Enhancing flood forecasting reliability in data-scarce regions with a distributed hydrology-guided neural network framework
Abstract. Flood early warning systems are critical for reducing disaster impacts, yet their effectiveness remains limited in data-scarce regions such as Africa and South America. Existing global platforms – including GloFAS and the Google Flood Hub – exhibit low reliability in these areas, particularly for rare flood events and under strict timing constraints. Here, I demonstrate the potential of a distributed, hydrology-guided neural network framework, Bakaano-Hydro, to enhance flood forecasting reliability in data-scarce regions. The proposed framework integrates process-based runoff generation, topographic routing, and a Temporal Convolutional Network for streamflow simulation. Using a hindcast-based evaluation across 470 gauging stations from 1982 to 2016, I benchmark Bakaano-Hydro's flood detection skill against GloFAS and Google AI model across multiple return periods (1-, 2-, 5-, and 10-year) and timing tolerances (0–2 days). Results show that Bakaano-Hydro consistently achieves higher Critical Success Index (CSI), lower False Alarm Rate (FAR), and higher Probability of Detection (POD), even under exact-day (0-day) timing constraints. Its median CSI scores at 0-day tolerance exceed or match those of GloFAS and Google AI model under more lenient timing thresholds. These performance gains are statistically significant across diverse hydroclimatic regions, including arid and tropical basins, demonstrating the model's spatial generalization capacity. By coupling physical realism with machine learning generalizability, Bakaano-Hydro provides a reliable, interpretable, and open-source tool for enhancing flood forecasting in regions most vulnerable to climate extremes and least equipped with observational infrastructure.

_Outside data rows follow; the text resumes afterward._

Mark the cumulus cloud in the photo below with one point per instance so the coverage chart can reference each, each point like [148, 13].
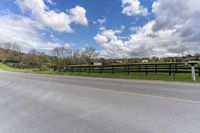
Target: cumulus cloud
[133, 7]
[24, 31]
[58, 21]
[175, 27]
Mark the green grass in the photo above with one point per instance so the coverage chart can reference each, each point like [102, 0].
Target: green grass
[151, 76]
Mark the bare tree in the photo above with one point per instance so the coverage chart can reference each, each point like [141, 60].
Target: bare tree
[89, 53]
[61, 55]
[12, 49]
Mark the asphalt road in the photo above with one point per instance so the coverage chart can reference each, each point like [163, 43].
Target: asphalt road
[55, 104]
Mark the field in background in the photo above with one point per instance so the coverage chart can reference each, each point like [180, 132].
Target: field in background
[185, 77]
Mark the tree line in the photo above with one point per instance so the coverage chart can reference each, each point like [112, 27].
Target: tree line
[62, 56]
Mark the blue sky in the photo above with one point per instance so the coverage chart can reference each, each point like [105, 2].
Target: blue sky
[117, 28]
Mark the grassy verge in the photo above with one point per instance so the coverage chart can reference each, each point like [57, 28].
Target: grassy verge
[151, 76]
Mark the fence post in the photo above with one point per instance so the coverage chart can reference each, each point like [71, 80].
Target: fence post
[113, 69]
[80, 69]
[176, 68]
[174, 72]
[199, 70]
[170, 67]
[156, 68]
[139, 68]
[100, 69]
[89, 69]
[128, 69]
[146, 69]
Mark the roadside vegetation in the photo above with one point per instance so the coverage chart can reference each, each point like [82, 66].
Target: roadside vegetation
[12, 59]
[151, 76]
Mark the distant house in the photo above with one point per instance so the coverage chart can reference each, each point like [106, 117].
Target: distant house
[145, 61]
[96, 63]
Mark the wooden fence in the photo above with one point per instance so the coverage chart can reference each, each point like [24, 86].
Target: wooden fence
[170, 68]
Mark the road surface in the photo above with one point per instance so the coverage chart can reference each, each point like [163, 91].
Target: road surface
[32, 103]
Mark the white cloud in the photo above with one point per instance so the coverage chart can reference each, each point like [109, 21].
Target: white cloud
[102, 20]
[175, 27]
[58, 21]
[133, 7]
[24, 31]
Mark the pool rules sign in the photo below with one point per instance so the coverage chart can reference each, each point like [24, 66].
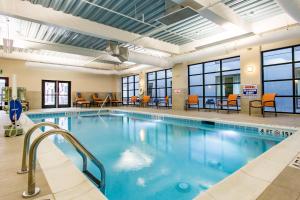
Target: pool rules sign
[249, 90]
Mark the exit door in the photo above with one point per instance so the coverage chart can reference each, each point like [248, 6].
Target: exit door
[56, 94]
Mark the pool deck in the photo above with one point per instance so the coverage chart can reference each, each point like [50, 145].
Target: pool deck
[267, 177]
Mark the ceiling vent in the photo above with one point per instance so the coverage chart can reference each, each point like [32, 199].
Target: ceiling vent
[178, 16]
[7, 45]
[113, 49]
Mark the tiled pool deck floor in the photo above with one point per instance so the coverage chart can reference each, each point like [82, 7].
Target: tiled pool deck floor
[285, 187]
[12, 184]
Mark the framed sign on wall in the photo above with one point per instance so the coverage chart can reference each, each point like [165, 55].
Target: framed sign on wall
[250, 90]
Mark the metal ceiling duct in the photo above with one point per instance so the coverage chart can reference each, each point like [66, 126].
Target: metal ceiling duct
[179, 10]
[291, 7]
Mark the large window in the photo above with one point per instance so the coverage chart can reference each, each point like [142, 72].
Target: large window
[130, 87]
[214, 80]
[281, 75]
[159, 85]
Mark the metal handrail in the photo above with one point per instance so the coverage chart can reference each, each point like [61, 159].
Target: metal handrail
[105, 100]
[26, 144]
[32, 190]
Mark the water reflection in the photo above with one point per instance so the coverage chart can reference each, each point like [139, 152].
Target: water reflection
[156, 160]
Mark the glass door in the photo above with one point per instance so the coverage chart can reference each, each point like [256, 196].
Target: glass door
[64, 94]
[56, 94]
[49, 94]
[3, 83]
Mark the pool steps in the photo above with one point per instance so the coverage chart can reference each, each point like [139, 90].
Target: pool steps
[32, 190]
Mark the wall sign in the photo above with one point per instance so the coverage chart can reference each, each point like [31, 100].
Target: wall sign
[250, 90]
[177, 91]
[276, 132]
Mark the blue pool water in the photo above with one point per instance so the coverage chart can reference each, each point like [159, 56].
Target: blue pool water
[159, 159]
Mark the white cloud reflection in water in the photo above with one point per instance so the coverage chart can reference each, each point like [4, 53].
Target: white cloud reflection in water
[132, 160]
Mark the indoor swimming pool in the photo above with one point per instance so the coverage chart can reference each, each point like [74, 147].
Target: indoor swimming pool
[153, 157]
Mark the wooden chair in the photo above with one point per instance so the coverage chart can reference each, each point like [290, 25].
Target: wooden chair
[145, 101]
[232, 100]
[133, 100]
[267, 100]
[79, 100]
[192, 100]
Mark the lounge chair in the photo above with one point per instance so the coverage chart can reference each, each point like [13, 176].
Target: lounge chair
[115, 101]
[133, 100]
[97, 101]
[80, 101]
[267, 100]
[232, 100]
[192, 100]
[145, 101]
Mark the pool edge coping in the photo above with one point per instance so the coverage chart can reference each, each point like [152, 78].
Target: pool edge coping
[47, 151]
[213, 193]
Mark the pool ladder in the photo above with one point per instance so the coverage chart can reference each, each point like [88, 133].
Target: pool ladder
[32, 190]
[104, 102]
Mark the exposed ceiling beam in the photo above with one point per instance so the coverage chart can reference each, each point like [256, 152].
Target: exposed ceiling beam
[26, 10]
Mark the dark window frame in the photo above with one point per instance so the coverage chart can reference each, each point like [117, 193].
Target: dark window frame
[165, 78]
[219, 85]
[293, 79]
[126, 100]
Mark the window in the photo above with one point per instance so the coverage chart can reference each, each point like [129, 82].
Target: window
[281, 74]
[130, 87]
[159, 85]
[214, 79]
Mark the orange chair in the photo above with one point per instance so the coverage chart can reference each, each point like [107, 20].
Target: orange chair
[115, 101]
[79, 100]
[97, 101]
[192, 100]
[145, 101]
[267, 100]
[133, 100]
[232, 100]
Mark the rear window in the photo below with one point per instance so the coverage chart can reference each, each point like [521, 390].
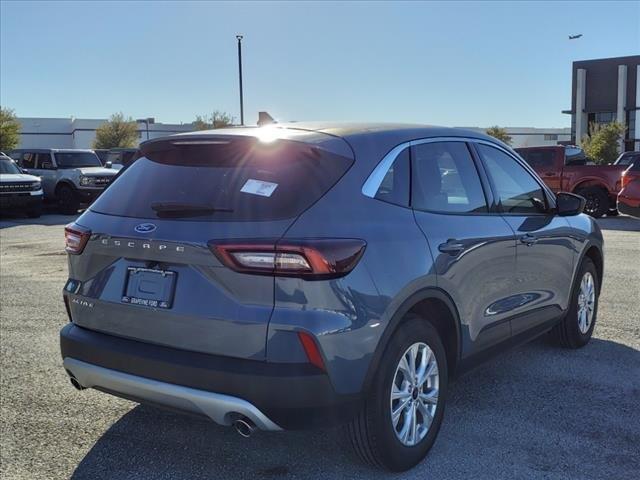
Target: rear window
[77, 159]
[238, 180]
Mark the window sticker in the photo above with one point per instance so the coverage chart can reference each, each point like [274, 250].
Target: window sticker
[259, 187]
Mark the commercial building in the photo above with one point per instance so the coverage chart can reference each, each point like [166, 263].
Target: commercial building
[80, 133]
[604, 91]
[534, 137]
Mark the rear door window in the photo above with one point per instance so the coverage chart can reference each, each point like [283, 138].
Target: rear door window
[234, 180]
[518, 192]
[444, 179]
[28, 160]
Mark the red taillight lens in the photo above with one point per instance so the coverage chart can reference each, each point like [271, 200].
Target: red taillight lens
[310, 259]
[311, 350]
[628, 177]
[75, 238]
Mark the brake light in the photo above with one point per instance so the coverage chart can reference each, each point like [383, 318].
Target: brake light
[75, 238]
[628, 177]
[311, 350]
[309, 259]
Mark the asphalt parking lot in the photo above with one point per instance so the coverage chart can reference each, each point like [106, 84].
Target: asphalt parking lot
[536, 412]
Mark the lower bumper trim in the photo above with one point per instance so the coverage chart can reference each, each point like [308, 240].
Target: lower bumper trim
[220, 408]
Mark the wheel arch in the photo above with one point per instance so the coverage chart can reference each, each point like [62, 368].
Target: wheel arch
[435, 306]
[594, 253]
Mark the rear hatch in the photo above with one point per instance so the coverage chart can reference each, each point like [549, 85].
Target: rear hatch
[148, 272]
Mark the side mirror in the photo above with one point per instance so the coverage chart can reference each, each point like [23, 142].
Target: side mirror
[569, 204]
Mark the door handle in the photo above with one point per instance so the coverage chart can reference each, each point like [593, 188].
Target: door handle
[528, 239]
[452, 247]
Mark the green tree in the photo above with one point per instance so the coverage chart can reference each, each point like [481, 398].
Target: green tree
[116, 132]
[216, 120]
[499, 133]
[9, 130]
[601, 144]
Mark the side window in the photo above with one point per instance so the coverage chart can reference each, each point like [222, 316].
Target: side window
[540, 159]
[43, 161]
[28, 160]
[445, 179]
[113, 157]
[395, 184]
[517, 190]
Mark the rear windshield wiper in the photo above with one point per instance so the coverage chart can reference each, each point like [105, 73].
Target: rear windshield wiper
[178, 210]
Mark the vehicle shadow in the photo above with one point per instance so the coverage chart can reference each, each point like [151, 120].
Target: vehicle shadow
[623, 222]
[536, 412]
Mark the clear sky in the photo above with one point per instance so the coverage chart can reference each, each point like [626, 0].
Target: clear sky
[461, 64]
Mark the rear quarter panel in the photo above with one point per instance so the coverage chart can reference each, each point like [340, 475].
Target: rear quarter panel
[348, 316]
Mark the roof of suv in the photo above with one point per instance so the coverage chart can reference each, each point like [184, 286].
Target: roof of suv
[49, 150]
[331, 136]
[403, 131]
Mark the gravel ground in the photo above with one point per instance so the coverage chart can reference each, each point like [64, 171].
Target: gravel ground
[535, 412]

Title: Enhancing flood forecasting reliability in data-scarce regions with a distributed
hydrology-guided neural network framework
The research compares three forecasting models in regions with low gauge density and usually low representation in traditional approaches. The comparison between models is based on return periods and their success or failure rates in capturing them. In all the metrics presented, the hybrid model outperforms the other models. These results are highly valuable in supporting the use of such models in forecasting frameworks. However, a couple of main points need to be addressed to fully validate the results.
The first point concerns the period used to define the number of successes of the hybrid model. The author used the training period to count these successes, which creates a biased metric that cannot be reliably used for comparison. Using the entire period to define return periods is acceptable, as it provides a good representation of them, but the success rate should be evaluated over an independent period to accurately estimate how the model performs on unseen data in operational settings.
The second point relates to the number of gauges used in training for each model. This can be problematic because it may lead to unfair comparisons. For example, it is not fair to compare a model trained with 100 gauges in a region to another trained with only 10 gauges. The author only mentions the number of gauges common to all the models, used for evaluation, but does not specify the number of gauges used during training or the training period used for each model.
Addressing these issues is essential to ensure the validity of the results. Therefore, we recommend returning the manuscript with major comments.
Minor comments
Pag.2 - Line 4. Be more specific about the catastrophic events in Nigeria, Sudan, etc., because they are unknown in other countries or continents.
Pag.3 - Line 9. Really, the problem with lumped models is with the spatial distribution inputs, which are not necessarily solved with a higher resolution process-based model (PB). Even those models have issues with the full characterization of all the processes at such high resolution, because many of the parameters and intermediate data do not exist at high resolution.
Pag.3 - Line 30-32. I am not sure if Fredrick Kratzert supports this statement in his last manuscripts. I am fairly certain that Mass Conservation LSTM demonstrated the opposite.
Pag.4 – Line 2-3. The previous statement and reference do not support your statement. It only mentions the need for higher resolution, which is not necessarily associated with the use of a process-based model.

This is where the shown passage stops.